D'autres technologies, telles que le séquençage de nouvelle génération (NGS) (7), sont capables de détecter des changements de la séquence génomique, mais les résultats ne sont généralement pas quantitatifs et l'analyse de denrées alimentaires ou d'aliments pour animaux par NGS est difficile.

En raison de la variabilité inhérente aux génomes végétaux, il peut être difficile d'identifier les mutations génomiques résultant de la mutagenèse ciblée, même si des méthodes plus coûteuses et laborieuses basées sur le séquençage sont intégrées dans le flux de travail des laboratoires de contrôle. Une mutation simple ou une délétion, une substitution ou une insertion plus importante peut être détectée par l'analyse de la séquence, mais cela ne confirme pas nécessairement qu'elle a été générée par la mutagenèse ciblée ou la cisgénèse.

En conclusion, les produits qui ont des séquences d'ADN identiques mais qui ont été développés soit naturellement, soit par sélection conventionnelle, soit en utilisant de nouvelles techniques génomiques, ne peuvent pas être distingués par des méthodes analytiques.

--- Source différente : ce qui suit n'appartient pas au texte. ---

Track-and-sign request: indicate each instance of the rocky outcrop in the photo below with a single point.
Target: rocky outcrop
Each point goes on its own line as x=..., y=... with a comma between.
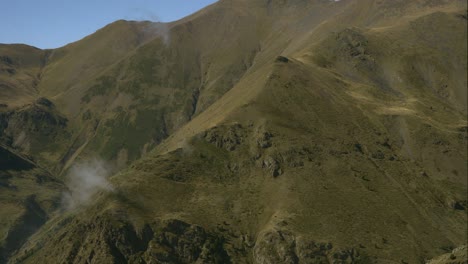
x=457, y=256
x=111, y=239
x=283, y=246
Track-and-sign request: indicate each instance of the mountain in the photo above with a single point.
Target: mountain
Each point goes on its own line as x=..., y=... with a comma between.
x=261, y=131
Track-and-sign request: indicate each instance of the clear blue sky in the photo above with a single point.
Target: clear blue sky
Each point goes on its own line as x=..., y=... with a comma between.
x=54, y=23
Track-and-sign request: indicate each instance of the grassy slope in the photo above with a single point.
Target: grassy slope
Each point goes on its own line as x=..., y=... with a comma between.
x=359, y=140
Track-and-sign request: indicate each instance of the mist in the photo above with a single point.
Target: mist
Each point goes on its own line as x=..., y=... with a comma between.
x=84, y=180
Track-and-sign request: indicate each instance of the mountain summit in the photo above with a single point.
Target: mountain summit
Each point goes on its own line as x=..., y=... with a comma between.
x=264, y=131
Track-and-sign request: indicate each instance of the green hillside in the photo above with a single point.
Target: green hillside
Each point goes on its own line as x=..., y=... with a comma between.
x=250, y=132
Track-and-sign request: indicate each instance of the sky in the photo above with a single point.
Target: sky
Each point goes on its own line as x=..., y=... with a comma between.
x=54, y=23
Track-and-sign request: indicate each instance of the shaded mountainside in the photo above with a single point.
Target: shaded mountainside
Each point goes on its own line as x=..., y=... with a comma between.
x=254, y=132
x=28, y=197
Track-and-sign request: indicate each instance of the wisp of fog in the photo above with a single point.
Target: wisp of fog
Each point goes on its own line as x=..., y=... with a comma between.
x=84, y=180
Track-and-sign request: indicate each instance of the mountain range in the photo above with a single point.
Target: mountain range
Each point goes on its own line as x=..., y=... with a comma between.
x=253, y=131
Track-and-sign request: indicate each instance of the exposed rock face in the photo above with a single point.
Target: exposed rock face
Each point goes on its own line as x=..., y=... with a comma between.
x=457, y=256
x=114, y=240
x=282, y=246
x=27, y=128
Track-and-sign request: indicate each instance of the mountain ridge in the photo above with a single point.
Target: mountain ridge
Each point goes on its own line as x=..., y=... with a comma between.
x=329, y=134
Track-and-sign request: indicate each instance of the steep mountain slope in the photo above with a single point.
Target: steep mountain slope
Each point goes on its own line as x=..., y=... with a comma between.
x=335, y=132
x=29, y=195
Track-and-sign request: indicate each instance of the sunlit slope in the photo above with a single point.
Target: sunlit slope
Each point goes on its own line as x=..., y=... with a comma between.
x=348, y=148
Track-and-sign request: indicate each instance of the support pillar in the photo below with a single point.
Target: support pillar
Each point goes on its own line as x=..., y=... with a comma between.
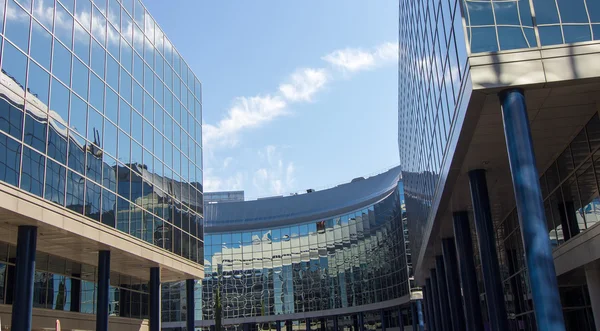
x=24, y=276
x=400, y=319
x=592, y=275
x=440, y=317
x=427, y=307
x=361, y=321
x=155, y=318
x=75, y=293
x=530, y=208
x=435, y=307
x=466, y=268
x=453, y=284
x=421, y=325
x=490, y=267
x=443, y=293
x=103, y=289
x=190, y=321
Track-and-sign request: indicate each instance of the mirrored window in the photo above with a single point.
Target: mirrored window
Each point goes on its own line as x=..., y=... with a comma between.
x=63, y=26
x=56, y=179
x=41, y=45
x=32, y=173
x=61, y=64
x=99, y=27
x=10, y=160
x=14, y=64
x=82, y=44
x=112, y=73
x=17, y=25
x=112, y=105
x=38, y=86
x=125, y=117
x=78, y=115
x=80, y=78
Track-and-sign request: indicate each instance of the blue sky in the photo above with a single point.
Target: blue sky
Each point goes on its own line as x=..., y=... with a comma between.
x=296, y=94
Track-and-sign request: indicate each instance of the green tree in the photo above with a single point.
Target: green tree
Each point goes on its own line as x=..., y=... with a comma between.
x=218, y=310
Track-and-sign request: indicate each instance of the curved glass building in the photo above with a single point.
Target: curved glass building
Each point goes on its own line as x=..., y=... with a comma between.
x=100, y=161
x=325, y=257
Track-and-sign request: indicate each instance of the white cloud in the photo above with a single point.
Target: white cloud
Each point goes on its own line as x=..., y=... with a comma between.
x=304, y=83
x=245, y=113
x=301, y=86
x=357, y=59
x=214, y=183
x=276, y=177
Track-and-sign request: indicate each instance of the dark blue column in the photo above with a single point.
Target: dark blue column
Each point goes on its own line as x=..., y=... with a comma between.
x=190, y=321
x=453, y=284
x=155, y=322
x=443, y=293
x=361, y=321
x=24, y=276
x=530, y=208
x=426, y=309
x=490, y=268
x=400, y=319
x=466, y=267
x=421, y=324
x=435, y=296
x=103, y=289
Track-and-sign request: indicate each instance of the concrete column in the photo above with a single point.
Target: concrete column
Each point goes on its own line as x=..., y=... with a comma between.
x=592, y=275
x=24, y=276
x=103, y=289
x=530, y=208
x=453, y=284
x=155, y=318
x=443, y=293
x=190, y=321
x=490, y=267
x=466, y=267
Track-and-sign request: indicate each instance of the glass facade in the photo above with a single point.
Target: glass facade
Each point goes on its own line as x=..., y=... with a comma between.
x=61, y=284
x=100, y=114
x=432, y=84
x=502, y=25
x=570, y=190
x=266, y=264
x=350, y=260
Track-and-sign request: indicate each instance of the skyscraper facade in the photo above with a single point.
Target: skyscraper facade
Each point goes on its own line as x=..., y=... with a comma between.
x=331, y=259
x=100, y=164
x=498, y=123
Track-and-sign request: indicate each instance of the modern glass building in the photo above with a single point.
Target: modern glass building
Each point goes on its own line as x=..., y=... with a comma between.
x=498, y=139
x=327, y=260
x=100, y=165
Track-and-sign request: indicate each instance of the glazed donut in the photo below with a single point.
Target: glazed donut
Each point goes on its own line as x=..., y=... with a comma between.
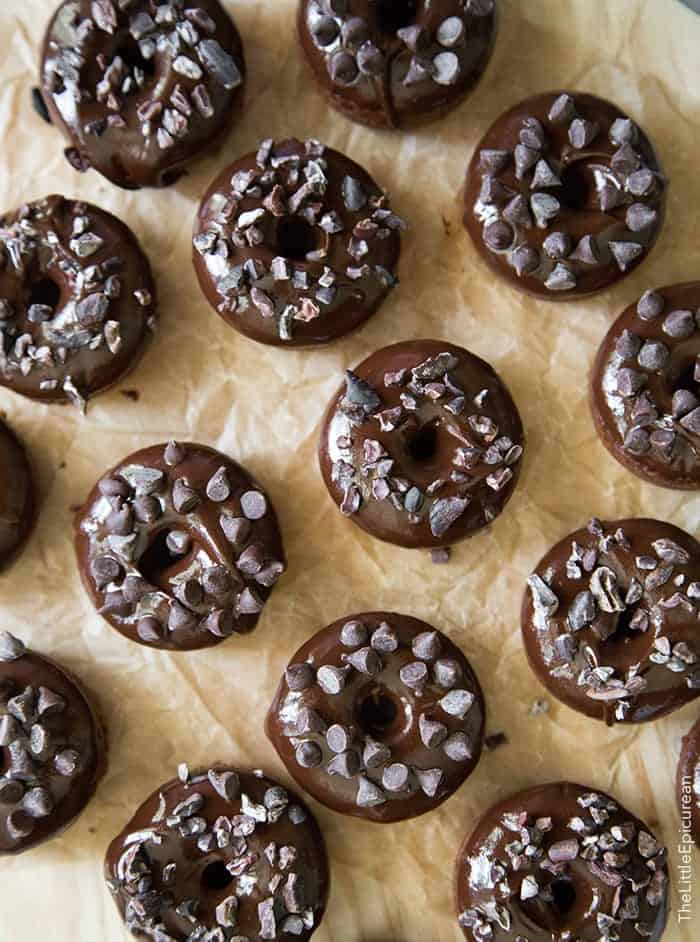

Pour un contrôle efficace dans le commerce de ces produits, et en particulier des produits inconnus entrant dans l'Union européenne, la détection analytique devra être complétée par d'autres outils notamment par la documentation.

Références

1.  Parlement Européen et le Conseil de l'Union Européenne (2003) Règlement (CE) N° 1829/2003 du Parlement Européen et du Conseil du 22 septembre 2003 concernant les denrées alimentaires et les aliments pour animaux génétiquement modifiés.

2.  Parlement Européen et le Conseil de l'Union Européenne (2001) Directive 2001/18/CE du Parlement Européen et du Conseil du 12 mars 2001 relative à la dissémination volontaire d'organismes génétiquement modifiés dans l'environnement et abrogeant la directive 90/220/CEE du Conseil.

3.  European Network of GMO Laboratories (ENGL), Definition of Minimum Performance Requirements for Analytical Methods of GMO Testing, JRC95544, 2015.

4.  H. Emons et al., Challenges for the detection of genetically modified food or feed originating from genome editing, EUR 29391 EN,, 2018.

5.  European Network of GMO Laboratories (ENGL), Detection of food and feed plant products obtained by new mutagenesis techniques, (JRC116289), 2019.

6.  European Network of GMO Laboratories (ENGL), Detection of food and feed plant products obtained by targeted mutagenesis and cisgenesis, JRC133689, 2023.

7.  J. Shendure, H. Ji, Next-generation DNA sequencing. Nat Biotechnol 26, 1135-1145 (2008).